According to the survey, 9 out of 10 (89 percent) respondents are discussing SDN. The drivers mentioned by respondents focused on applications or services – primarily that they are increasingly important, there are more of them, and they are rolled out at a faster pace than ever before. Also on their minds was interest in automating the network, and the prevalence of virtualization.
Given the high interest in SDN, organizations are still confused about what SDN is. In fact, most (92 percent) rate their understanding of SDN as pretty good or even complete; yet only about half (51 percent) chose a correct definition of SDN.
87% of NA enterprises see SDN as more important than cloud or virtualization, yet only 51% know what SDN is! 
When asked what a multi-vendor SDN model was, two-thirds (68 percent) were familiar with this approach and 62 percent found it attractive for their network environments. In light of the fact that most large enterprise network environments contain multiple vendors' devices and solutions, respondents are looking for solutions that can fit their network model easily without added infrastructure costs.
As organizations become more informed about SDN and begin to deploy it, Tail-f recommends that organizations:
  • Focus on networking applications and services, not the actual network – by automating applications and services organizations will realize greater benefits when deploying SDN within their network environments.

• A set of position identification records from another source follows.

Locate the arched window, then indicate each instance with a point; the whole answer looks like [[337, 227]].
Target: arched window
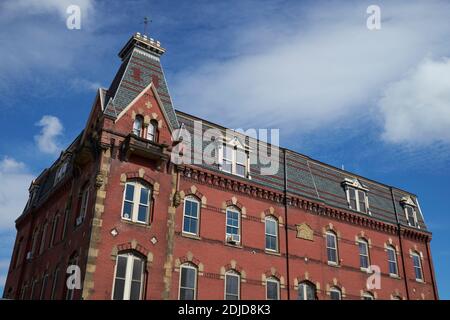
[[152, 131], [392, 260], [70, 292], [272, 289], [53, 238], [191, 215], [368, 296], [306, 291], [137, 125], [335, 293], [43, 238], [363, 248], [233, 225], [129, 277], [136, 202], [332, 252], [417, 263], [232, 285], [188, 282], [271, 226], [55, 283]]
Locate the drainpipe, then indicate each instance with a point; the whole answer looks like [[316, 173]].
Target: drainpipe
[[430, 265], [286, 224], [400, 242]]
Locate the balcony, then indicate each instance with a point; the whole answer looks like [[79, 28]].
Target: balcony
[[134, 145]]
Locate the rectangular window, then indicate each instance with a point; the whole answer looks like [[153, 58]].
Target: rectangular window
[[357, 199], [188, 283], [392, 260], [272, 289], [411, 216], [363, 254], [233, 226], [271, 234], [128, 281], [83, 207], [232, 283], [234, 160], [191, 216], [417, 267], [136, 202], [332, 248]]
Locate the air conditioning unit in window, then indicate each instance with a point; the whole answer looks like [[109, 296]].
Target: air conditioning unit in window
[[79, 220], [29, 255], [233, 238]]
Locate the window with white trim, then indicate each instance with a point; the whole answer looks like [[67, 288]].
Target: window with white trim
[[233, 159], [363, 248], [411, 216], [83, 206], [417, 263], [152, 131], [368, 296], [188, 282], [129, 277], [271, 231], [335, 293], [357, 199], [392, 260], [332, 253], [137, 125], [233, 226], [272, 289], [191, 215], [232, 285], [306, 291], [136, 202]]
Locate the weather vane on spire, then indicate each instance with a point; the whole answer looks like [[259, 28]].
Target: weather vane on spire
[[146, 22]]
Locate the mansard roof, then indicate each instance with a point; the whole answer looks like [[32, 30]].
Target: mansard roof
[[315, 180]]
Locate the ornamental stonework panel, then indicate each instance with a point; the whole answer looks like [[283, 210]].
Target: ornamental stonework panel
[[305, 232]]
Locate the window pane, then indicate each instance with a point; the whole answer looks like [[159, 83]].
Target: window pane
[[187, 277], [232, 285], [241, 157], [121, 267], [186, 294], [144, 196], [272, 290], [142, 213], [127, 210], [240, 169], [129, 192], [135, 290], [119, 286]]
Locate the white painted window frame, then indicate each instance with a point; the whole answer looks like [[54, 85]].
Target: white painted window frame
[[232, 273], [192, 199], [129, 275], [188, 266], [138, 186]]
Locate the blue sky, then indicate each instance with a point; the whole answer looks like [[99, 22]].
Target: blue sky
[[377, 102]]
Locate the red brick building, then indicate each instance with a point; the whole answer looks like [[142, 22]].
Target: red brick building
[[141, 225]]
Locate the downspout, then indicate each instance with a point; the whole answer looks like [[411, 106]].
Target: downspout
[[430, 265], [286, 224], [400, 242]]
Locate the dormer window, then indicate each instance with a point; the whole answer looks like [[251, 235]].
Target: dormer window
[[137, 125], [60, 172], [233, 158], [356, 195], [410, 212]]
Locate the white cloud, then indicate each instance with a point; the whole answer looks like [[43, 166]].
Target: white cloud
[[15, 180], [47, 138], [327, 71], [416, 109]]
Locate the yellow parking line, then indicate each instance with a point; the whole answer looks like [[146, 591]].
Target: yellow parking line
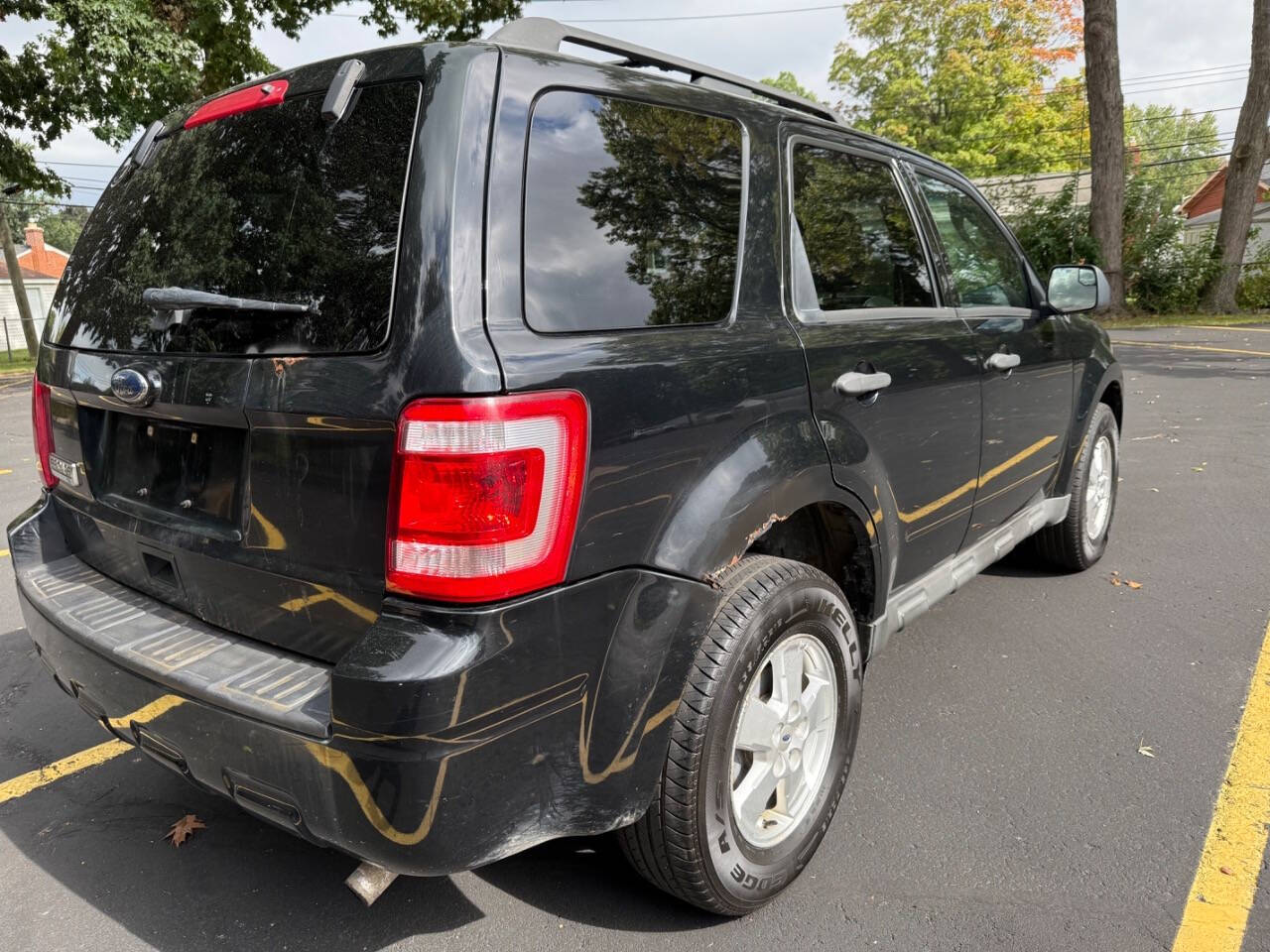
[[1192, 347], [27, 782], [81, 761], [1225, 881]]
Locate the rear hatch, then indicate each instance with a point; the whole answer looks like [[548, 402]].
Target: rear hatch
[[248, 481]]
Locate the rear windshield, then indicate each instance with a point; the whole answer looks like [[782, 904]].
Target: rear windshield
[[275, 204]]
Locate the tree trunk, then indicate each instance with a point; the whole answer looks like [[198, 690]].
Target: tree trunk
[[1243, 172], [19, 287], [1106, 140]]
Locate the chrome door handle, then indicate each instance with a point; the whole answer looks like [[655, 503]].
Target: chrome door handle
[[1003, 362], [853, 384]]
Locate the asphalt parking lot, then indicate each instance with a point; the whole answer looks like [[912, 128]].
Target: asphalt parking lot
[[1000, 796]]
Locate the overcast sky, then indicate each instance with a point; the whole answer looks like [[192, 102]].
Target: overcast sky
[[1155, 39]]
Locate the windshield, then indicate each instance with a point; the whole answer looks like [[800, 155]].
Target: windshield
[[273, 204]]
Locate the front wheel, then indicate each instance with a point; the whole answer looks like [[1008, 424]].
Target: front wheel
[[1080, 538], [761, 743]]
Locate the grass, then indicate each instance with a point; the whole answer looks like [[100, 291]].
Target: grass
[[1127, 321]]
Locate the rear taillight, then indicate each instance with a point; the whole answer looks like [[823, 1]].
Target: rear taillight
[[42, 428], [485, 495]]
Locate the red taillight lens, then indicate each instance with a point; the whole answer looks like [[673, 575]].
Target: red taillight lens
[[485, 495], [42, 428], [243, 100]]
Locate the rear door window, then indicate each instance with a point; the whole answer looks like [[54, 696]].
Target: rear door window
[[983, 266], [858, 239], [631, 214], [273, 204]]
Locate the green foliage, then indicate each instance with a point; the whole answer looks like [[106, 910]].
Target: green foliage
[[788, 81], [1160, 134], [63, 225], [1162, 273], [964, 80], [674, 191], [116, 64], [1255, 284]]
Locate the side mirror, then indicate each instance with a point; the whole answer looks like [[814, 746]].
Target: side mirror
[[1079, 287]]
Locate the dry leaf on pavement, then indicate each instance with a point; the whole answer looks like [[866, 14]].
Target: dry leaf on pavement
[[185, 828]]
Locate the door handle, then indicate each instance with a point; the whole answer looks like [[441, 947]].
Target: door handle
[[855, 384], [1003, 362]]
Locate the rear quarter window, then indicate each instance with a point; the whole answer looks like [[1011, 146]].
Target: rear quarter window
[[631, 214]]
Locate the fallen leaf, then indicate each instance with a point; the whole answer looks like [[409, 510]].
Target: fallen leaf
[[185, 828]]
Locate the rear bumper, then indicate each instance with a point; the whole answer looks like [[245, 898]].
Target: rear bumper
[[441, 742]]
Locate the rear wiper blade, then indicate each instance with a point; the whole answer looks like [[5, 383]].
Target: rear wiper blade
[[186, 298]]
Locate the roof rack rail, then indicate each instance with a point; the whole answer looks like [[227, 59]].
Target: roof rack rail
[[547, 35]]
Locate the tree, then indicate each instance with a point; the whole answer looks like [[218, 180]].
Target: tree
[[674, 193], [965, 80], [1247, 157], [62, 223], [1160, 134], [118, 63], [1106, 140], [788, 81]]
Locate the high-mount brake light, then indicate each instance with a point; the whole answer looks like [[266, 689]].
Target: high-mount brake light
[[485, 495], [241, 100], [42, 429]]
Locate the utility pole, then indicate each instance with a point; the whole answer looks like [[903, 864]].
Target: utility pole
[[19, 287], [1106, 140]]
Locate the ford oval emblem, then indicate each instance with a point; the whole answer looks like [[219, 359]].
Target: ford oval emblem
[[135, 388]]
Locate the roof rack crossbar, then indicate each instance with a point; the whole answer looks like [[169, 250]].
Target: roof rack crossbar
[[547, 35]]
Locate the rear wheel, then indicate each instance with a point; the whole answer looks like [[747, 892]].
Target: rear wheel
[[1080, 538], [761, 743]]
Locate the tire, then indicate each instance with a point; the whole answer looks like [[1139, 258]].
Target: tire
[[1070, 543], [690, 843]]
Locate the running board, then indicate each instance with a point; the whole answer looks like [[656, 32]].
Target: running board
[[917, 597]]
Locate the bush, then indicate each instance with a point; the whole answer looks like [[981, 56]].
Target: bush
[[1255, 284], [1171, 276], [1161, 272]]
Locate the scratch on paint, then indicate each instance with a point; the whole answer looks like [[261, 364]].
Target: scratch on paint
[[712, 578]]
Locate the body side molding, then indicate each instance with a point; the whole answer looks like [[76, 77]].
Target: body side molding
[[917, 597]]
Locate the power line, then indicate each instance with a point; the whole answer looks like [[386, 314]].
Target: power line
[[1051, 177], [86, 166], [56, 204], [649, 19], [1183, 72], [1127, 122]]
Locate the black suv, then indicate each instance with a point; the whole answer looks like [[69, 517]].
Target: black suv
[[468, 444]]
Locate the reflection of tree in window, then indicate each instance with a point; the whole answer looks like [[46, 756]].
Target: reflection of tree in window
[[984, 268], [674, 190], [273, 204], [860, 240]]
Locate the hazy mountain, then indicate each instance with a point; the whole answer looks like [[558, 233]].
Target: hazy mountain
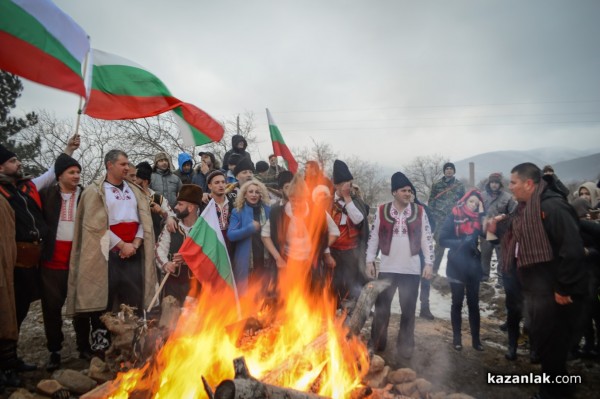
[[569, 165]]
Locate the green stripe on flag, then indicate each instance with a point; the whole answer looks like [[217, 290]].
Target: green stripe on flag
[[14, 19], [125, 80]]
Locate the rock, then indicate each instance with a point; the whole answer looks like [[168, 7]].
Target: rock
[[402, 375], [74, 381], [423, 386], [459, 396], [377, 380], [21, 393], [49, 387], [406, 388], [100, 392], [377, 364], [99, 371]]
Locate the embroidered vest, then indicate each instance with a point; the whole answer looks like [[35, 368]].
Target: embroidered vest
[[386, 228]]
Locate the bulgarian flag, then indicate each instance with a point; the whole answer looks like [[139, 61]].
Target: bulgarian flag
[[205, 252], [122, 89], [41, 43], [279, 146]]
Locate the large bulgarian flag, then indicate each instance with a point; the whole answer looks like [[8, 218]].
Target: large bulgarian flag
[[41, 43], [122, 89], [205, 252], [279, 146]]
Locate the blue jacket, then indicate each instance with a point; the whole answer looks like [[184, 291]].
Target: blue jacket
[[240, 231]]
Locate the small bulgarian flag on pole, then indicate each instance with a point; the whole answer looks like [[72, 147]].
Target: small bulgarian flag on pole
[[205, 253], [279, 146], [122, 89], [43, 44]]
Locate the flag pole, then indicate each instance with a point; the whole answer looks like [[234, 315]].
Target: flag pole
[[79, 109]]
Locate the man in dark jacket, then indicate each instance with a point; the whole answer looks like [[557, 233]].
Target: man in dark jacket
[[238, 146], [544, 243], [185, 172], [59, 206]]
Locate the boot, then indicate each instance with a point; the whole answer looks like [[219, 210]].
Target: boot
[[511, 353], [426, 313]]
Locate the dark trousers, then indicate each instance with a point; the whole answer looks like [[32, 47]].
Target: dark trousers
[[125, 281], [53, 290], [347, 278], [471, 287], [514, 305], [26, 285], [552, 326], [408, 289]]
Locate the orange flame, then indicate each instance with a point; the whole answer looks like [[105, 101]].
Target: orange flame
[[304, 346]]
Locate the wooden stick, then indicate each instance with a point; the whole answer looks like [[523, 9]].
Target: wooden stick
[[162, 284]]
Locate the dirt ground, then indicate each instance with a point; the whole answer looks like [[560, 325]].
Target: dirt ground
[[434, 357]]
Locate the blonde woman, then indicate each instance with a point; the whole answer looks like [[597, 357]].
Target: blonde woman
[[251, 212]]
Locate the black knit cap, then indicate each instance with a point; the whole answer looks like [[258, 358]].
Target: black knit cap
[[64, 162], [399, 180], [284, 177], [214, 174], [190, 193], [449, 165], [261, 166], [244, 164], [144, 171], [5, 154], [341, 173]]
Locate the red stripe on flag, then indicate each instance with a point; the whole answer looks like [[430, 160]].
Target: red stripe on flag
[[283, 151], [202, 121], [24, 59], [109, 106], [201, 265]]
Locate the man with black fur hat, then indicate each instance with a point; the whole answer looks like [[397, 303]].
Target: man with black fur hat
[[238, 146], [59, 206], [164, 181], [187, 210], [350, 215], [22, 194], [401, 231], [159, 206], [495, 202]]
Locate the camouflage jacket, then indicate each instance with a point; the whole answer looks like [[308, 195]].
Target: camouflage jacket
[[445, 193]]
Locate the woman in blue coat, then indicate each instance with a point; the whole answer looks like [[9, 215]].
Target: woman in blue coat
[[251, 212], [460, 233]]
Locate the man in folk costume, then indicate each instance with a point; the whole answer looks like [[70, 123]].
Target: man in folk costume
[[59, 206], [9, 332], [187, 210], [22, 193], [349, 213], [444, 195], [542, 242], [401, 231], [112, 261]]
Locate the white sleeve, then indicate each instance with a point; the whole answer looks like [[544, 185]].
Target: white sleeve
[[354, 213], [162, 248], [332, 228], [265, 231], [373, 244], [427, 240], [45, 180]]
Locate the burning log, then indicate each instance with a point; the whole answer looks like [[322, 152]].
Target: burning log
[[366, 300], [244, 386]]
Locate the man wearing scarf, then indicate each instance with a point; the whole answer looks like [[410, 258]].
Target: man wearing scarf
[[544, 245], [349, 213]]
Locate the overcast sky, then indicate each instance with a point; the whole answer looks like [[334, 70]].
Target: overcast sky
[[385, 80]]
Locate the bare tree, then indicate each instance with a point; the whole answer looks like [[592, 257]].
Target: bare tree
[[423, 172]]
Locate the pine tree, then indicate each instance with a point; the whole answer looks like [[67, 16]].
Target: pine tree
[[26, 148]]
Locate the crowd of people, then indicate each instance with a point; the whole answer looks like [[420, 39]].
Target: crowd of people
[[94, 248]]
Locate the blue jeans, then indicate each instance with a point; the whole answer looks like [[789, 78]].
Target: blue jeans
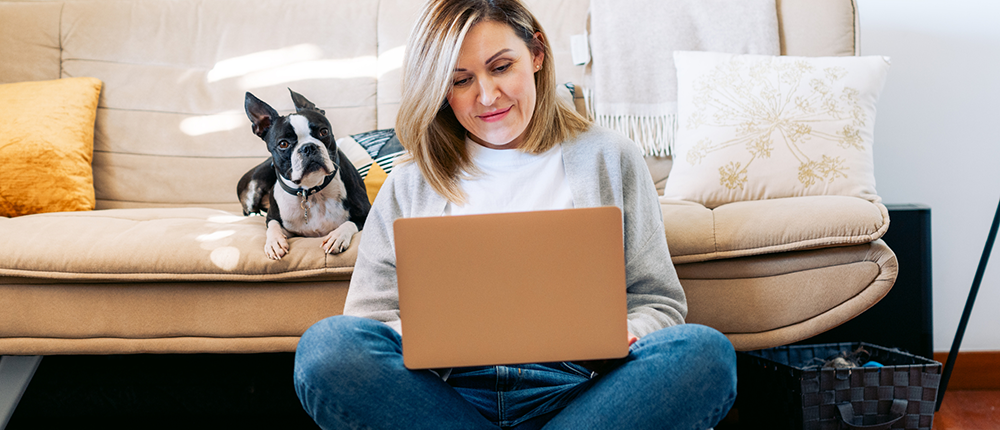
[[349, 373]]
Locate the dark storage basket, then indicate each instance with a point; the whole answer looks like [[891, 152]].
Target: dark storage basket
[[783, 388]]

  • Use multi-vendor SDN for multi-vendor networks – match your SDN model to your network model. If you have a one vendor network, purchase your SDN solution from that same vendor. Multi-vendor networks require a solution designed to control both open standards-based equipment (e.g., OpenFlow) as well as proprietary equipment.
  • Centralize what you can, distribute the rest – the key to SDN is centralizing control plane functionality. But not all control plane functionality is best served by such centralization.
  • Insist on open standards – such as YANG, NETCONF and OpenFlow as key points within an SDN architecture. This will both extend and future-proof SDN investments.